O primeiro trimestre de 2017 termina com o registro de duas vítimas fatais em acidentes envolvendo bicicletas e carros. No sábado (25), uma camionete Land Rover, com placa de Goiânia, em alta velocidade, atropelou os ciclistas José Mário, 56 anos, e André Pontes, 39. José Mário foi submetido a cirurgia de emergência para conter uma hemorragia no quadril e continua internado na UTI do Hospital de Base com traumatismo craniano. Também levado para o HBB, André foi liberado horas depois. Ele sofreu escoriações por todo o corpo e uma fratura na oitava vértebra da coluna cervical.

A coordenadora-geral da Organização Não-Governamental (ONG) Rodas da Paz, Renata Florentino, atribui a falta de segurança dos ciclistas à alta velocidade desenvolvida pelos motoristas do DF. “Além do limite das vias ser alto, Brasília tem pistas que induzem os condutores a andar mais rápido. Isso tem que ser combatido com fiscalização dos órgãos e com a educação dos condutores”, afirma. André Pontes diz que “a questão não é educação e, sim, haver um limite. Eles não respeitam a vida”.

 

Interminável – O debate sobre ciclovias e ciclofaixas no DF é amplo e interminável. O último dado que se tem quanto ao número de ciclistas é de 2008, quando existiam 200 mil usuários de bicicletas, segundo a Rodas da Paz. A quantidade aumentou com o crescimento demográfico e a popularização do esporte e do uso da bicicleta como meio de transporte.

Ciclofaixas – A extensão da malha cicloviária no DF chega a 420 Km, sendo 355,7 Km de ciclovias, 7,6 Km de ciclofaixas e 56,8 Km de acostamentos cicláveis. Apesar de apontadas como solução pelo GDF, as ciclofaixas não são unanimidade entre os ciclistas. A maioria deles entende que elas não dão segurança aos praticantes da modalidade, já que é recorrente a falta de respeito dos motoristas com os ciclistas em áreas onde acaba essa sinalização.

José Mário passou por cirurgia no quadril e segue na UTI, com traumatismo craniano. Foto: reprodução Whatsapp

Segundo o ciclista Fabrício Lino, as ciclofaixas do Lago Sul e do Lago Norte são boas para transitar, mas nos fins de semana os atletas se deparam com lixo jogado no chão por motoristas e pedestres. “Frequentemente, encontramos garrafas de cerveja quebradas no chão. Ao se deparar com a situação, o ciclista é obrigado a usar a faixa de rodagem e dividir espaço com os carros”, diz Fabrício.

Ciclovias – Mesmo precisando de novas ciclovias para atender toda a população, as existentes carecem de manutenção. No Eixo Monumental, por exemplo, é possível encontrar desníveis, rampas e até buracos, que prejudicam a prática do ciclismo. As ciclovias também são utilizadas por pedestres. O trânsito ocorre com mais frequência em áreas onde não existem calçadas, mas há quem utilize o espaço por opção.

Se os problemas são vistos por quem usa a bicicleta apenas para se locomover, os que a utilizam para a prática esportiva têm ainda mais dificuldade.

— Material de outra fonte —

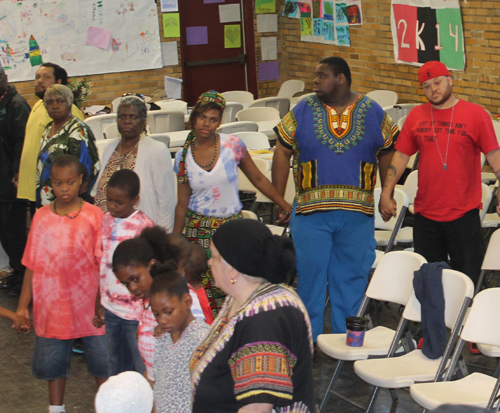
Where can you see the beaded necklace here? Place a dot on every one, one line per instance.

As ciclovias foram projetadas para os ciclistas transitarem a, até, 22 Km/h, o que prejudica os praticantes de alto rendimento. As pedaladas de atletas podem chegar a 60 Km/h.

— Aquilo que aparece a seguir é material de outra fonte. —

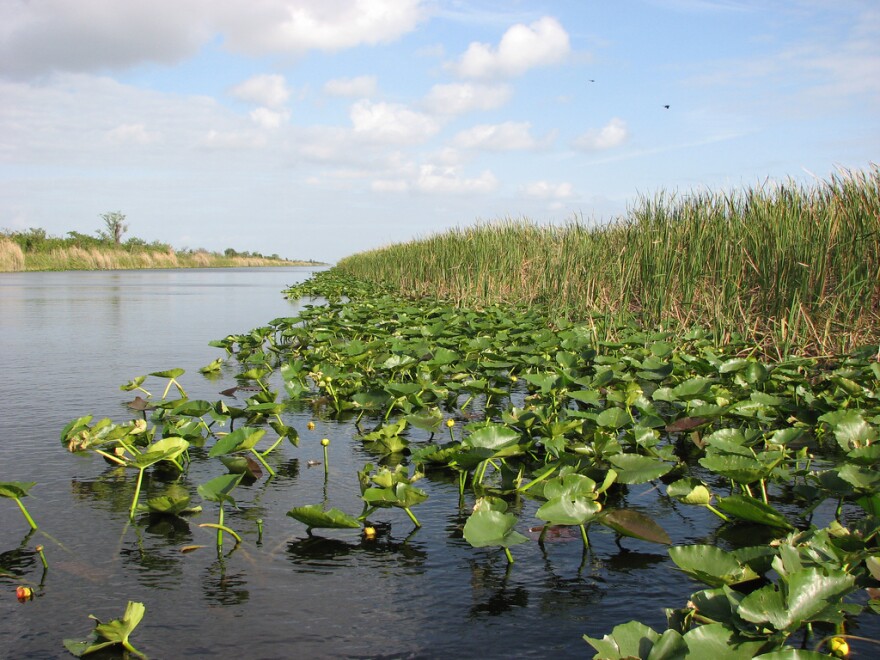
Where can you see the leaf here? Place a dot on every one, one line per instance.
(718, 642)
(613, 418)
(15, 489)
(240, 439)
(628, 640)
(312, 515)
(568, 510)
(689, 491)
(486, 527)
(753, 510)
(712, 565)
(218, 488)
(638, 469)
(493, 436)
(635, 524)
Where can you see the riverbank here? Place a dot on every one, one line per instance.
(791, 268)
(14, 259)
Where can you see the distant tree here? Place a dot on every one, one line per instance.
(116, 227)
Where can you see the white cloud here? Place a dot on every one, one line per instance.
(86, 35)
(522, 47)
(266, 118)
(389, 185)
(508, 136)
(92, 35)
(132, 134)
(295, 26)
(391, 123)
(434, 179)
(232, 140)
(613, 134)
(269, 90)
(360, 87)
(459, 98)
(548, 190)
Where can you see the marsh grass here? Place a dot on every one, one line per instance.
(793, 268)
(12, 258)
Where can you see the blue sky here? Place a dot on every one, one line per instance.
(320, 128)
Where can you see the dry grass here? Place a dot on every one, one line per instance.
(11, 256)
(789, 267)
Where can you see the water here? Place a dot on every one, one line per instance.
(70, 339)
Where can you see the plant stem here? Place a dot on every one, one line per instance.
(262, 460)
(26, 514)
(411, 516)
(137, 492)
(584, 537)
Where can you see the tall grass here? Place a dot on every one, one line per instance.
(12, 258)
(792, 267)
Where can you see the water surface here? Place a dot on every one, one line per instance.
(70, 339)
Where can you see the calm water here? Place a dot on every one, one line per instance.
(70, 339)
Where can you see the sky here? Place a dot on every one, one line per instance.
(316, 129)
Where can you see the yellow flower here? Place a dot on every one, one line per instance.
(838, 647)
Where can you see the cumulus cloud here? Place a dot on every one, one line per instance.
(435, 179)
(522, 47)
(269, 90)
(266, 118)
(391, 123)
(360, 87)
(294, 26)
(613, 134)
(91, 35)
(548, 190)
(87, 35)
(508, 136)
(459, 98)
(132, 134)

Autódromo – O autódromo era o local preferido dos atletas. Porém o espaço foi fechado em 2015 e reaberto apenas na terça-feira (28). Com isso, mesmo com ciclovias e ciclofaixas, os praticantes da modalidade tiverem de recorrer às ruas.

Alta velocidade

O acidente do último dia 25, no Setor Noroeste, teve como vítimas, o professor de Educação Física André Pontes e seu amigo José Mário. Eles foram atropelados por um Land Rover, que, segundo André, estava acima da velocidade da via (60 Km/h). Ele conta que o veículo acertou primeiro José Mário, que estava no lado oposto da pista. Ao tentar desviar do ciclista, o condutor perdeu o controle do carro, cruzou as quatro faixas com os freios acionados, até atingi-lo. O motorista prestou socorro e não teve sua identidade revelada pela polícia. Ele disse que José Mário entrou na pista onde trafegava.

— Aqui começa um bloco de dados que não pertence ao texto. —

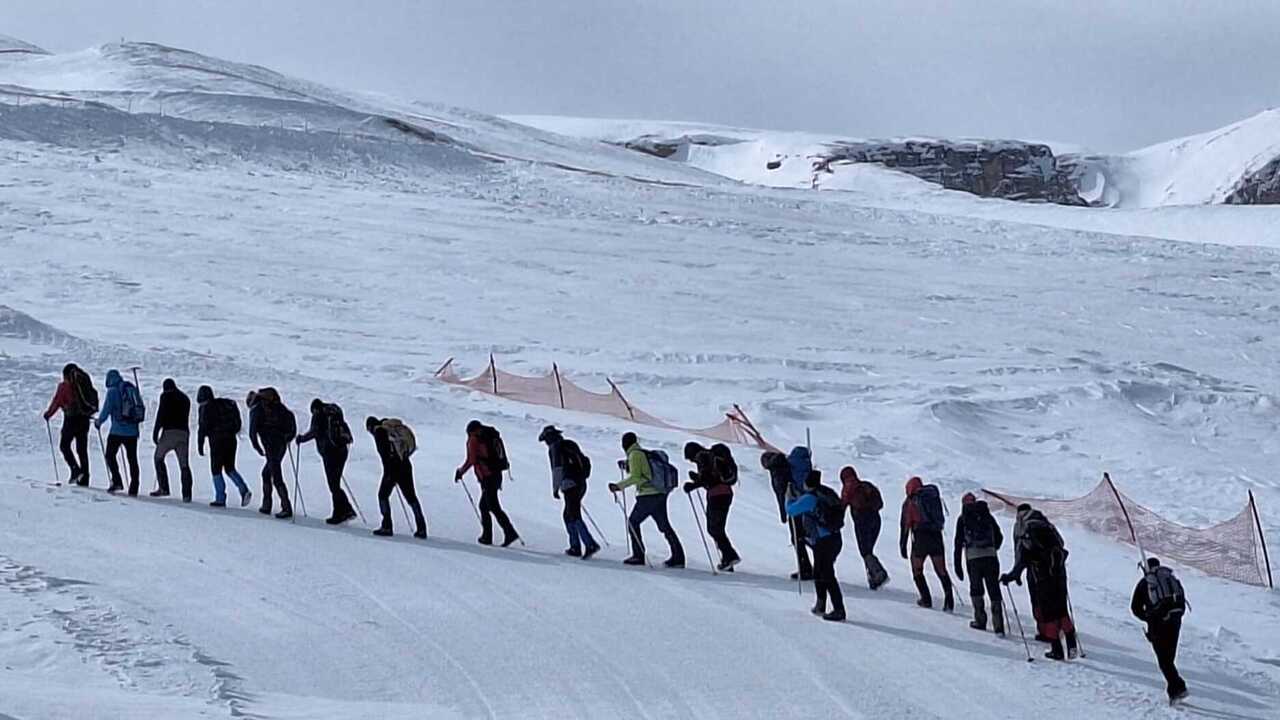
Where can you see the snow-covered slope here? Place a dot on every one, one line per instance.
(973, 350)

Em janeiro, um homem não identificado morreu depois do choque entre sua bicicleta e uma carreta. Em fevereiro, outro homem, igualmente sem identificação, também não resistiu aos ferimentos provocados pelo atropelamento.

No dia 11 de março, outro ciclista que treinava com um grupo foi atingido por um carro na ciclovia do Lago Sul, na altura da QL 20. O motorista não prestou socorro.